The visualization displays the age distribution of individuals grouped by stroke occurrence and gender. It clearly shows that stroke cases increase with age, especially after age 50, which supports the regression model’s finding that age is a significant predictor of stroke risk. The plot also reflects that the dataset contains more females than males, with stroke present in both genders. Including the small “Other” gender category maintains transparency and completeness in representing the data. This visualization helped to highlight the age-related risk patterns in an intuitive way, making it easier to grasp the impact of age and gender on stroke occurrence. One interesting observation is the relatively low stroke incidence in younger age groups, emphasizing the strong age dependence of stroke
One challenge was handling missing BMI data; filtering them improved accuracy but reduced the dataset size. Scatterplots for age, BMI, and glucose were too cluttered, so I used a histogram for clarity. While the project required a multiple linear regression, I also explored logistic regression because stroke is a binary outcome. Logistic regression models probabilities between 0 and 1, making the results easier to interpret in terms of stroke risk. This comparison of models provided additional insight and shows how different statistical methods can complement the main analysis.
Call:
glm(formula = stroke ~ age + bmi + avg_glucose_level, family = "binomial",
data = stroke_df)
Coefficients:
Estimate Std. Error z value Pr(>|z|)
(Intercept) -8.043403 0.538824 -14.928 < 2e-16 ***
age 0.072271 0.005531 13.066 < 2e-16 ***
bmi 0.005563 0.011558 0.481 0.63
avg_glucose_level 0.005455 0.001263 4.320 1.56e-05 ***
---
Signif. codes: 0 '***' 0.001 '**' 0.01 '*' 0.05 '.' 0.1 ' ' 1
(Dispersion parameter for binomial family taken to be 1)
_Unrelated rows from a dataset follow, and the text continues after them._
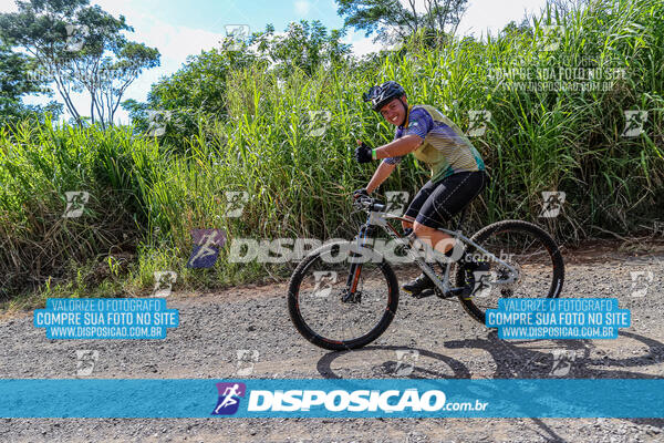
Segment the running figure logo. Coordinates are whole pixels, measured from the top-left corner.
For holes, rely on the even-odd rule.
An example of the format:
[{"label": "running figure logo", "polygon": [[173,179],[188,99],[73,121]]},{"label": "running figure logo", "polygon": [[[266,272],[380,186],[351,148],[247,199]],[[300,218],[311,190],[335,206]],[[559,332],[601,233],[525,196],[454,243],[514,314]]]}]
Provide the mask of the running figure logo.
[{"label": "running figure logo", "polygon": [[240,398],[245,398],[247,385],[245,383],[217,383],[219,400],[212,415],[232,415],[238,412]]}]

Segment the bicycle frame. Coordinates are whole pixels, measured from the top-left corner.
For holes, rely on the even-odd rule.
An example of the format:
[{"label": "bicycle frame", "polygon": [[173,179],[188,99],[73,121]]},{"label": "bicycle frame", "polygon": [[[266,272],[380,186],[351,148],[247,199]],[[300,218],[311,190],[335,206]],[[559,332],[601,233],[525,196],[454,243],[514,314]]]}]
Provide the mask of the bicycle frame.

Null deviance: 1728.4 on 4908 degrees of freedom
Residual deviance: 1387.7 on 4905 degrees of freedom
AIC: 1395.7
Number of Fisher Scoring iterations: 7
exp(coef(log_model))
(Intercept) age bmi avg_glucose_level
0.000321214 1.074946140 1.005578648 1.005469667
If we compare multiple linear regression and logistic regression to understand how age, BMI, and average glucose level affect stroke risk we can see that the linear regression, BMI is statistically significant (coefficient = -0.00128, p = 0.000744), In the logistic regression, however, BMI is not significant (p = 0.63), showing no clear effect on the likelihood of stroke, which is more realistic. Both models agree that age and average glucose levels are significant predictors, increasing stroke risk as expected. The linear model gives an adjusted R² of 0.063, meaning it explains about 6.3% of the variation in stroke outcomes, while the logistic model does not provide a traditional R² value. We use logistic regression because stroke is a binary outcome, and logistic regression models probabilities between 0 and 1, giving results that are more realistic and interpretable in terms of the odds of having a stroke.